Data Sources
Performance Metric (AV)
https://www.pro-football-reference.com/
Salary Information (Cap%)
Odds
https://www.thelines.com/odds/nfl/
https://www.sportsoddshistory.com/nfl-odds/
Education
Bachelor of Arts (Economics), Vanderbilt University
Master of Quantitative Management, Duke University
Experience
Data Analyst, CBS Television, Research
Glossary
General Terms
Dead Cap – financial “penalty” incurred when an organization trades or released a player prior to the expiration of their contract
This amount counts toward the Salary Cap, meaning that organizations should want to limit Dead Cap as much as possible so that they can spend more of the Salary Cap on players in their own organization.
Error – absolute value of the difference between the prediction and the correct (or Actual) value
Line – what a sportsbook predicts will be the result of a certain bet, could vary depending on the sport and the specific metric (points, margin of victory, etc.)
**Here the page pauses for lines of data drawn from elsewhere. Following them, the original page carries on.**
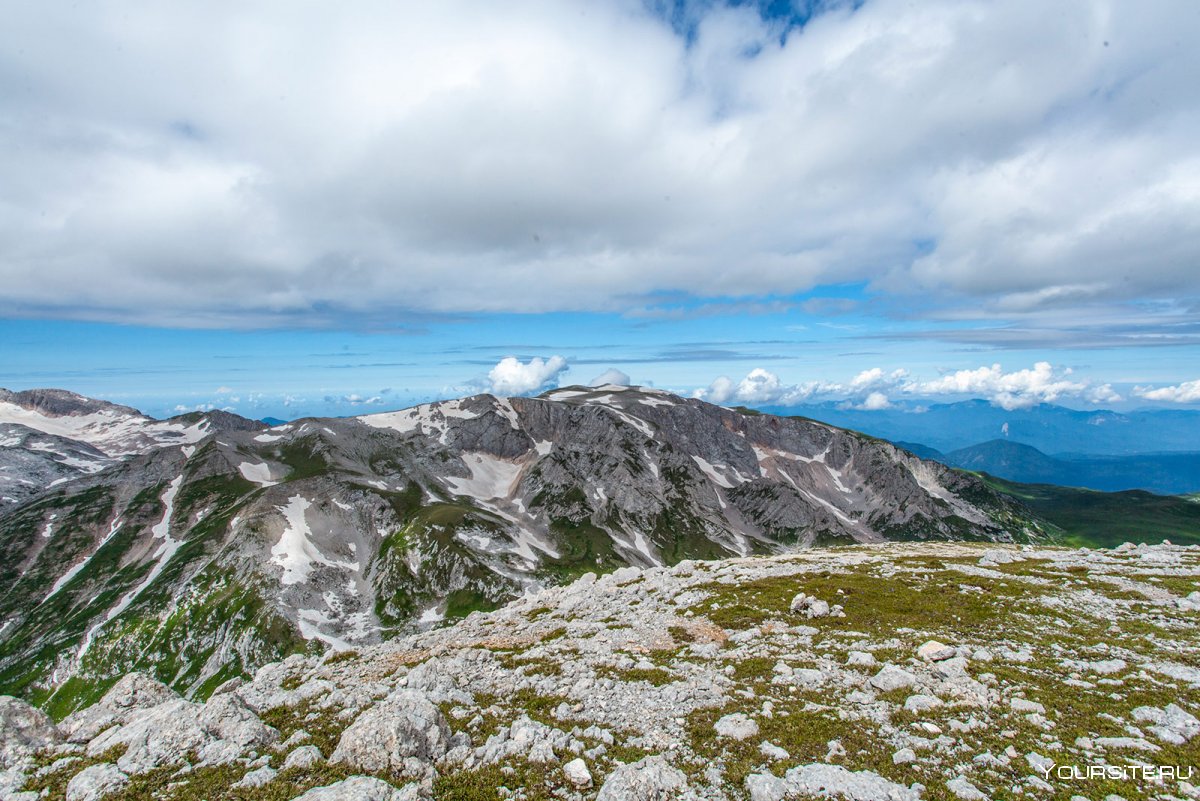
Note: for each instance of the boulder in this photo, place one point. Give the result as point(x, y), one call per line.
point(647, 780)
point(892, 678)
point(227, 717)
point(577, 774)
point(95, 782)
point(823, 780)
point(361, 788)
point(736, 727)
point(162, 735)
point(304, 757)
point(257, 777)
point(809, 607)
point(24, 730)
point(402, 734)
point(135, 692)
point(935, 651)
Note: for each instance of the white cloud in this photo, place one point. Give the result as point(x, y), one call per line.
point(1185, 392)
point(875, 401)
point(611, 375)
point(219, 164)
point(874, 389)
point(1017, 390)
point(513, 377)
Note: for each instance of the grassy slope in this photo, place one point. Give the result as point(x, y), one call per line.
point(1107, 519)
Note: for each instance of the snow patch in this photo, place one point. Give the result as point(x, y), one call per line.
point(83, 562)
point(259, 473)
point(161, 530)
point(490, 477)
point(295, 552)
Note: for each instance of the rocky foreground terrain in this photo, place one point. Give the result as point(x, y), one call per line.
point(199, 548)
point(873, 672)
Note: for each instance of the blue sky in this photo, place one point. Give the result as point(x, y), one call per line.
point(292, 211)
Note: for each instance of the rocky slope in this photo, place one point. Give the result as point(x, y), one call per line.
point(887, 672)
point(209, 544)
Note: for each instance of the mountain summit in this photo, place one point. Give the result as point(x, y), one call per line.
point(208, 546)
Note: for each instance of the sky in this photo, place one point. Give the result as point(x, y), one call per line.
point(297, 209)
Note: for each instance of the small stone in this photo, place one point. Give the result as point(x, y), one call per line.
point(964, 789)
point(861, 660)
point(935, 651)
point(577, 774)
point(736, 727)
point(304, 757)
point(771, 751)
point(892, 678)
point(1023, 705)
point(922, 703)
point(95, 782)
point(259, 777)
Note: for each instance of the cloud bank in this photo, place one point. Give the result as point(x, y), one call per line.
point(257, 164)
point(511, 377)
point(874, 389)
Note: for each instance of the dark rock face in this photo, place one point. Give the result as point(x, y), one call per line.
point(219, 544)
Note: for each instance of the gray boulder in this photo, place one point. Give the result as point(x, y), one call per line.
point(132, 693)
point(892, 678)
point(163, 735)
point(95, 782)
point(24, 730)
point(823, 780)
point(227, 717)
point(257, 777)
point(363, 788)
point(647, 780)
point(403, 734)
point(304, 757)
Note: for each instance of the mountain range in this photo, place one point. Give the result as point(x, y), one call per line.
point(204, 546)
point(1048, 427)
point(1169, 474)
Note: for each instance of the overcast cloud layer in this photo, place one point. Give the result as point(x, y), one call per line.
point(281, 163)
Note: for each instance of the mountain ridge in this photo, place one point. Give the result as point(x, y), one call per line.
point(229, 547)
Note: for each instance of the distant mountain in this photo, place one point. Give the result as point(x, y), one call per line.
point(1168, 474)
point(220, 544)
point(51, 437)
point(1096, 519)
point(1050, 428)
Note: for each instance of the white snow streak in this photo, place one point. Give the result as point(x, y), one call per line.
point(113, 528)
point(161, 530)
point(259, 474)
point(295, 552)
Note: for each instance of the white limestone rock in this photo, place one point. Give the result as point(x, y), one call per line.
point(736, 727)
point(400, 735)
point(647, 780)
point(23, 732)
point(577, 774)
point(95, 782)
point(363, 788)
point(133, 692)
point(892, 678)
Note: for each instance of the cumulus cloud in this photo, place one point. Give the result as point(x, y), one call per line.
point(219, 166)
point(611, 375)
point(1015, 390)
point(873, 389)
point(513, 377)
point(354, 399)
point(874, 402)
point(1185, 392)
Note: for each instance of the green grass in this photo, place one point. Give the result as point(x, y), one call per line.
point(1093, 518)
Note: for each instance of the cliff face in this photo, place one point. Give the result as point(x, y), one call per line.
point(220, 544)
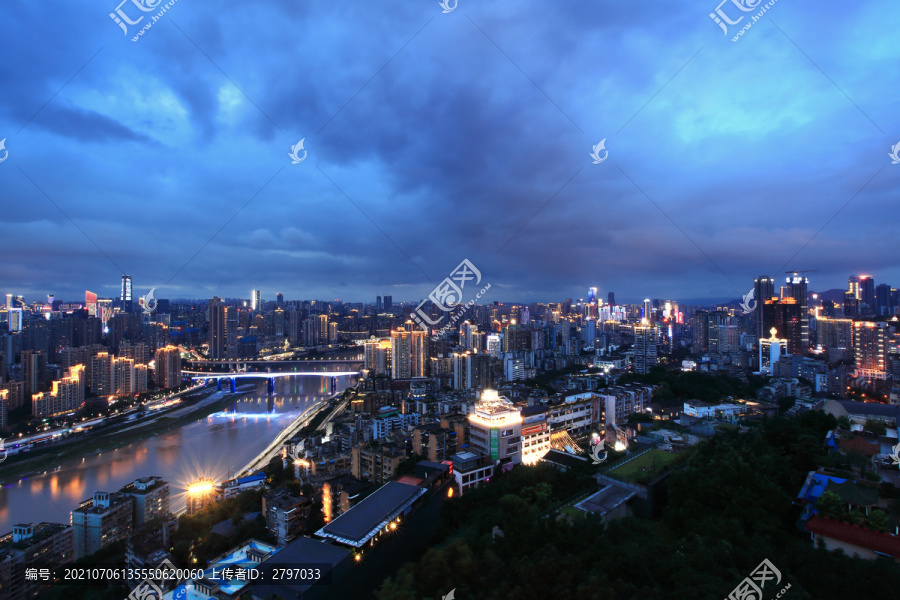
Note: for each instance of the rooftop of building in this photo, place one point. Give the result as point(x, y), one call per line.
point(150, 484)
point(606, 500)
point(41, 532)
point(349, 484)
point(858, 535)
point(89, 507)
point(284, 499)
point(565, 459)
point(359, 524)
point(302, 551)
point(239, 557)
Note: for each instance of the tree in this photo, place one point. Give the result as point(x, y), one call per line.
point(876, 426)
point(830, 505)
point(879, 520)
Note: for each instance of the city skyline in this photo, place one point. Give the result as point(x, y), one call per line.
point(436, 137)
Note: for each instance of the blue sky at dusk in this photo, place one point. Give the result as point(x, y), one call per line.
point(436, 137)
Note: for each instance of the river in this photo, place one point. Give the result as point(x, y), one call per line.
point(215, 446)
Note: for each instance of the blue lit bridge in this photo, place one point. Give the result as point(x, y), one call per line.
point(270, 377)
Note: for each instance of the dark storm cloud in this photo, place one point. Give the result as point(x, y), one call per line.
point(456, 135)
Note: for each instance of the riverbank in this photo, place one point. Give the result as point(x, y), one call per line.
point(52, 457)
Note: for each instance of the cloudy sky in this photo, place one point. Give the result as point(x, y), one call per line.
point(432, 137)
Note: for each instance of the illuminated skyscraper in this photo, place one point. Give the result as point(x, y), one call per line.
point(90, 303)
point(784, 316)
point(231, 331)
point(883, 304)
point(216, 328)
point(407, 352)
point(644, 348)
point(700, 331)
point(15, 317)
point(167, 367)
point(125, 295)
point(770, 350)
point(869, 349)
point(797, 289)
point(763, 289)
point(495, 428)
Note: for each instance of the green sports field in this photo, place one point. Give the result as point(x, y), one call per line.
point(652, 463)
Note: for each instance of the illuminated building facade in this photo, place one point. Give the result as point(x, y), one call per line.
point(495, 429)
point(151, 498)
point(378, 356)
point(90, 303)
point(535, 434)
point(763, 289)
point(125, 294)
point(199, 494)
point(407, 353)
point(168, 367)
point(797, 289)
point(101, 521)
point(869, 349)
point(784, 316)
point(216, 328)
point(770, 350)
point(644, 348)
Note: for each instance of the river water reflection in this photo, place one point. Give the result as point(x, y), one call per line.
point(214, 446)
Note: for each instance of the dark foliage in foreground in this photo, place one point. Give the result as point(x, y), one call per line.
point(729, 508)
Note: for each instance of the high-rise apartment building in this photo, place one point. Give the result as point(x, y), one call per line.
point(784, 316)
point(103, 375)
point(231, 331)
point(407, 353)
point(645, 349)
point(494, 345)
point(883, 300)
point(378, 356)
point(151, 498)
point(15, 319)
point(168, 367)
point(700, 332)
point(797, 289)
point(217, 340)
point(869, 349)
point(862, 289)
point(34, 370)
point(124, 376)
point(763, 289)
point(101, 521)
point(495, 428)
point(125, 294)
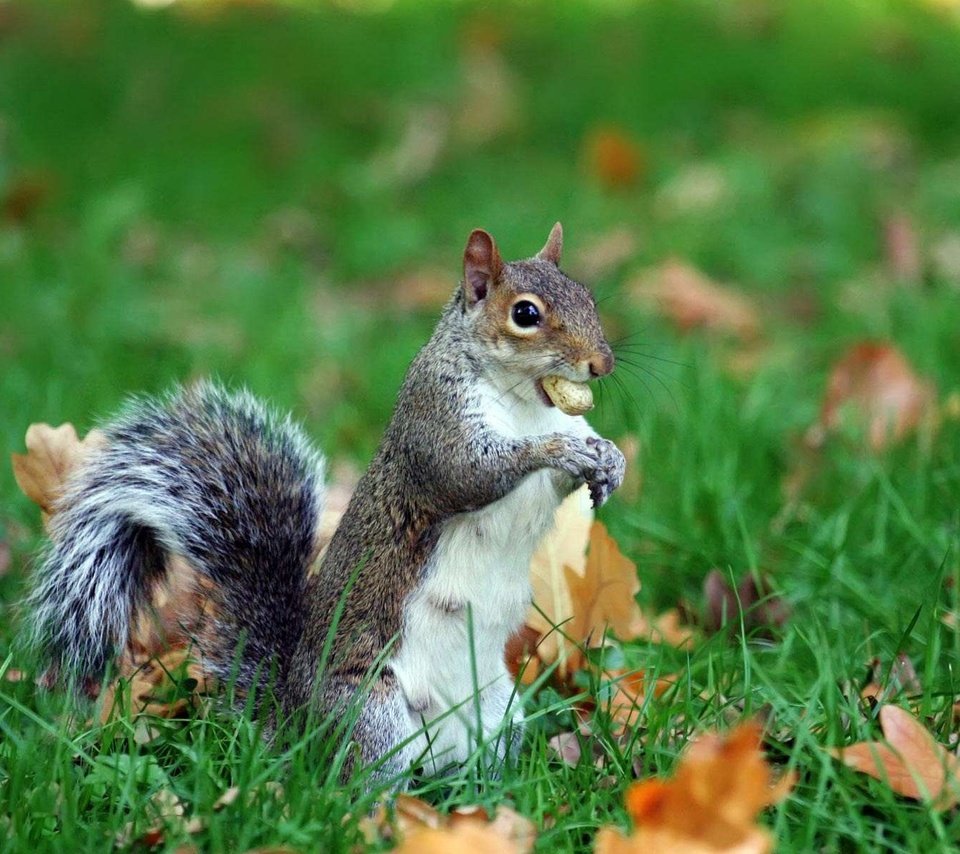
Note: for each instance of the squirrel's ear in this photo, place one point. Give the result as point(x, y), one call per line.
point(553, 247)
point(481, 266)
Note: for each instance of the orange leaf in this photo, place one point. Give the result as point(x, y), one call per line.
point(422, 828)
point(605, 594)
point(565, 546)
point(692, 301)
point(710, 804)
point(614, 157)
point(52, 454)
point(911, 762)
point(874, 387)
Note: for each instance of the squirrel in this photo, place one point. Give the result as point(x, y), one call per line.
point(425, 578)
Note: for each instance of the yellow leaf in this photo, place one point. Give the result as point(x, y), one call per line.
point(710, 804)
point(565, 546)
point(605, 595)
point(52, 455)
point(911, 762)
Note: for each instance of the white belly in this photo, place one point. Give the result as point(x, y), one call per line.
point(455, 681)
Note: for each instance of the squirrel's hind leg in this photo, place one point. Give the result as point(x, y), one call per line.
point(377, 722)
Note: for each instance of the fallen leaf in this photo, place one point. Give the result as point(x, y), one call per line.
point(577, 597)
point(613, 157)
point(874, 389)
point(415, 154)
point(52, 454)
point(420, 827)
point(753, 601)
point(605, 594)
point(699, 188)
point(902, 247)
point(167, 811)
point(564, 547)
point(692, 301)
point(910, 761)
point(165, 686)
point(711, 803)
point(24, 195)
point(521, 655)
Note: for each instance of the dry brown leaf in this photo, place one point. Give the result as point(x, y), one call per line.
point(565, 546)
point(420, 827)
point(52, 454)
point(614, 158)
point(168, 811)
point(583, 596)
point(605, 595)
point(692, 301)
point(911, 762)
point(902, 247)
point(710, 805)
point(874, 387)
point(164, 687)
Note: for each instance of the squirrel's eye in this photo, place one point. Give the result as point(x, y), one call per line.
point(525, 314)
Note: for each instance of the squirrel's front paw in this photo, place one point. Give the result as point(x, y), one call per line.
point(609, 471)
point(594, 461)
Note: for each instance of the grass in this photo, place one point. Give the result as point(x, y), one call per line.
point(208, 207)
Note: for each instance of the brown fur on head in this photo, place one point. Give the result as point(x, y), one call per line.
point(535, 320)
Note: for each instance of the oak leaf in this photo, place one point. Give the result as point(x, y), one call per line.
point(710, 805)
point(53, 453)
point(910, 761)
point(577, 596)
point(564, 547)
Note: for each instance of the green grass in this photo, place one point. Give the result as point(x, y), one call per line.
point(169, 148)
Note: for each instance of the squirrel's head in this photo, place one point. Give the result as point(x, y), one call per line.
point(534, 320)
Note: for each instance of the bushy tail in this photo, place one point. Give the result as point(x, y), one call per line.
point(204, 473)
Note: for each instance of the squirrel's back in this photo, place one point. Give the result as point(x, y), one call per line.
point(212, 476)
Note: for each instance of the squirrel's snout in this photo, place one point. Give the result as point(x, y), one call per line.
point(601, 364)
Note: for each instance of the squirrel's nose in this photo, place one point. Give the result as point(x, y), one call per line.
point(601, 364)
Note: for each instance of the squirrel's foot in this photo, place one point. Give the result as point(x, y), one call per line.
point(609, 471)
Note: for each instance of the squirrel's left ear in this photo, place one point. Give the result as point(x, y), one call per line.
point(481, 266)
point(553, 247)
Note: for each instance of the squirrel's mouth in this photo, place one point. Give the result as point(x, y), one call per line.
point(544, 397)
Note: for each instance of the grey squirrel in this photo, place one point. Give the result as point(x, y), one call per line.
point(426, 576)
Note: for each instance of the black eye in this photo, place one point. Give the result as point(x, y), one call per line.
point(525, 314)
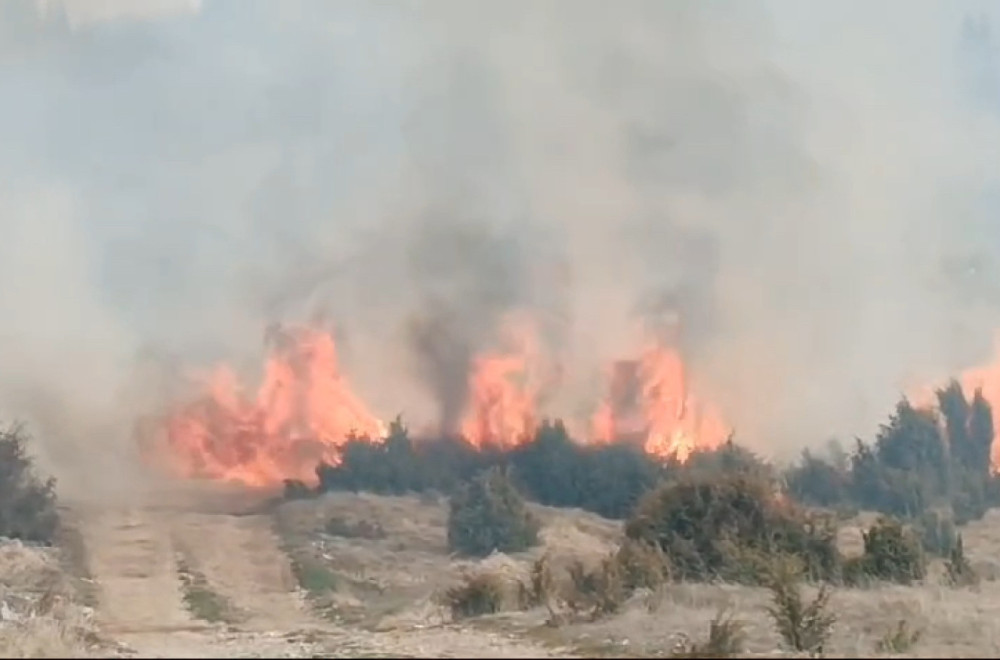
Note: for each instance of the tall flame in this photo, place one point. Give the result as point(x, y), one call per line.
point(503, 390)
point(649, 398)
point(987, 379)
point(303, 412)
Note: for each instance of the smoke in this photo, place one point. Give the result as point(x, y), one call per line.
point(810, 190)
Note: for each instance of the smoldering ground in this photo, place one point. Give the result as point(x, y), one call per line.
point(796, 185)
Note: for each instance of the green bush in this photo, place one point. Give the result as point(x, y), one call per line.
point(892, 554)
point(959, 571)
point(803, 626)
point(937, 532)
point(727, 526)
point(478, 594)
point(489, 514)
point(605, 479)
point(27, 503)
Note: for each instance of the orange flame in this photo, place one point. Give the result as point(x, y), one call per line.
point(649, 399)
point(987, 379)
point(504, 388)
point(304, 412)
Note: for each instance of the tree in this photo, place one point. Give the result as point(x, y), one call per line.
point(27, 503)
point(488, 514)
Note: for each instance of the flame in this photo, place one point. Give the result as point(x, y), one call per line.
point(304, 412)
point(504, 389)
point(649, 399)
point(987, 379)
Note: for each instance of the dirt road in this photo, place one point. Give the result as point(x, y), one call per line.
point(139, 555)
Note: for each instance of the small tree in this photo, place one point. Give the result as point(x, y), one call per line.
point(27, 503)
point(489, 514)
point(892, 553)
point(726, 525)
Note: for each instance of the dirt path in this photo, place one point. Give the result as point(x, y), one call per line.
point(136, 556)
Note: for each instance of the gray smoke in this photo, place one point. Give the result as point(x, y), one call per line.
point(810, 188)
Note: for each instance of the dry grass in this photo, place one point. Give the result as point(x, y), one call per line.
point(41, 616)
point(397, 580)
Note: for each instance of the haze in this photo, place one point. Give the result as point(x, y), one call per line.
point(808, 185)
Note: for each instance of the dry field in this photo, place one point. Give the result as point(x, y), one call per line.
point(356, 575)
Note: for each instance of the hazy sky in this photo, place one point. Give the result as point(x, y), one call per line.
point(799, 179)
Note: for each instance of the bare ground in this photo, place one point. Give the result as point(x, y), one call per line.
point(360, 575)
point(159, 568)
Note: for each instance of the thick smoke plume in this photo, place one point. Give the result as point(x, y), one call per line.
point(811, 190)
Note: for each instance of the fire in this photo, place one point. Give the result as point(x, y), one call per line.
point(303, 412)
point(649, 402)
point(987, 379)
point(503, 390)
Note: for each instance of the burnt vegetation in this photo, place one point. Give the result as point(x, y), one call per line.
point(27, 501)
point(724, 513)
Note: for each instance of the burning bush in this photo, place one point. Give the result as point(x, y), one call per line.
point(605, 479)
point(398, 465)
point(27, 504)
point(489, 514)
point(725, 526)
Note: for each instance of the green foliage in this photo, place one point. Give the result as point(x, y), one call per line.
point(959, 571)
point(920, 460)
point(27, 503)
point(725, 526)
point(489, 514)
point(605, 479)
point(599, 592)
point(817, 482)
point(804, 626)
point(726, 639)
point(937, 532)
point(898, 640)
point(550, 469)
point(892, 554)
point(730, 458)
point(398, 465)
point(478, 594)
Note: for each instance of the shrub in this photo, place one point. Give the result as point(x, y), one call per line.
point(605, 479)
point(803, 626)
point(478, 594)
point(27, 503)
point(958, 570)
point(819, 483)
point(596, 592)
point(729, 458)
point(296, 489)
point(361, 529)
point(726, 639)
point(892, 553)
point(898, 640)
point(937, 532)
point(642, 565)
point(725, 527)
point(489, 514)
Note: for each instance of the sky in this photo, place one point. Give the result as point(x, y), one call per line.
point(811, 187)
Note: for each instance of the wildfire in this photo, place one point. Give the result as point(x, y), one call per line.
point(303, 412)
point(504, 389)
point(649, 402)
point(986, 379)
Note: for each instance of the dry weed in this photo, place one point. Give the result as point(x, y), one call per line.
point(803, 626)
point(899, 639)
point(726, 639)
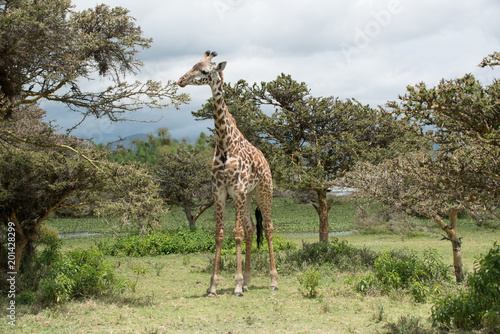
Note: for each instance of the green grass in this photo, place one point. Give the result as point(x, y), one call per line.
point(288, 217)
point(170, 297)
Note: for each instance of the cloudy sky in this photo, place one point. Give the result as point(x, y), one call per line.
point(368, 50)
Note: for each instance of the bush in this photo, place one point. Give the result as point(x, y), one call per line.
point(309, 282)
point(477, 305)
point(182, 241)
point(405, 271)
point(338, 253)
point(77, 273)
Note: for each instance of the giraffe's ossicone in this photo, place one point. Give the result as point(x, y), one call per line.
point(239, 170)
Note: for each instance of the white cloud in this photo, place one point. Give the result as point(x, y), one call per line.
point(369, 50)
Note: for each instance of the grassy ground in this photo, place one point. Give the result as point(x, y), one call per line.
point(170, 297)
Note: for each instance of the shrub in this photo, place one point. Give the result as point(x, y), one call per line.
point(309, 282)
point(77, 273)
point(477, 305)
point(182, 241)
point(405, 271)
point(336, 252)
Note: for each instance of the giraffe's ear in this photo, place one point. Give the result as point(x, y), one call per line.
point(221, 66)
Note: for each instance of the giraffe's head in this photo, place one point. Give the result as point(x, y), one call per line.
point(204, 72)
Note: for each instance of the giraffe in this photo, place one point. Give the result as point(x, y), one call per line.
point(239, 170)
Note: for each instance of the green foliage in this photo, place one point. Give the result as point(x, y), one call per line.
point(338, 253)
point(76, 273)
point(476, 305)
point(394, 271)
point(182, 241)
point(406, 325)
point(309, 282)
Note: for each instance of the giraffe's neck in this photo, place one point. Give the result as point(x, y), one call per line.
point(225, 125)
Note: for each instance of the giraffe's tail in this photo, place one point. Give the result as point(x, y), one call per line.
point(260, 228)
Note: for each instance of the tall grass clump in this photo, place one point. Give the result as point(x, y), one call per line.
point(182, 241)
point(476, 305)
point(393, 271)
point(77, 273)
point(336, 252)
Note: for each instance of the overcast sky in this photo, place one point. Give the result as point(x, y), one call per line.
point(368, 50)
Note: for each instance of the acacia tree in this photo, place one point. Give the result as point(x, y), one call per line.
point(47, 52)
point(310, 141)
point(462, 172)
point(47, 49)
point(41, 176)
point(185, 180)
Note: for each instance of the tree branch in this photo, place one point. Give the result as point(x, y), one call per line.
point(67, 147)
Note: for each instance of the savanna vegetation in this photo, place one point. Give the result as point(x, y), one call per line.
point(419, 166)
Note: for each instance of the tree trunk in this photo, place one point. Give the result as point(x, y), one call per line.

ML (Moneyline) – refers to the type of bet where the bettor predicts which team will win the match or game; instead of predicting the margin of victory, the results of these bets are scaled by the odds, meaning the more favored the winner of the game, the smaller the payout
O/U (Over/Under) – refers to the type of bet where the bettor predicts whether or not the total number of points, runs, etc. will be higher or lower than what the line is for a specific sporting event
However, for this project, when there is a reference to O/U or Over/Under, it is explicitly referring to picking “Over” or “Under” for Win Total Futures bets.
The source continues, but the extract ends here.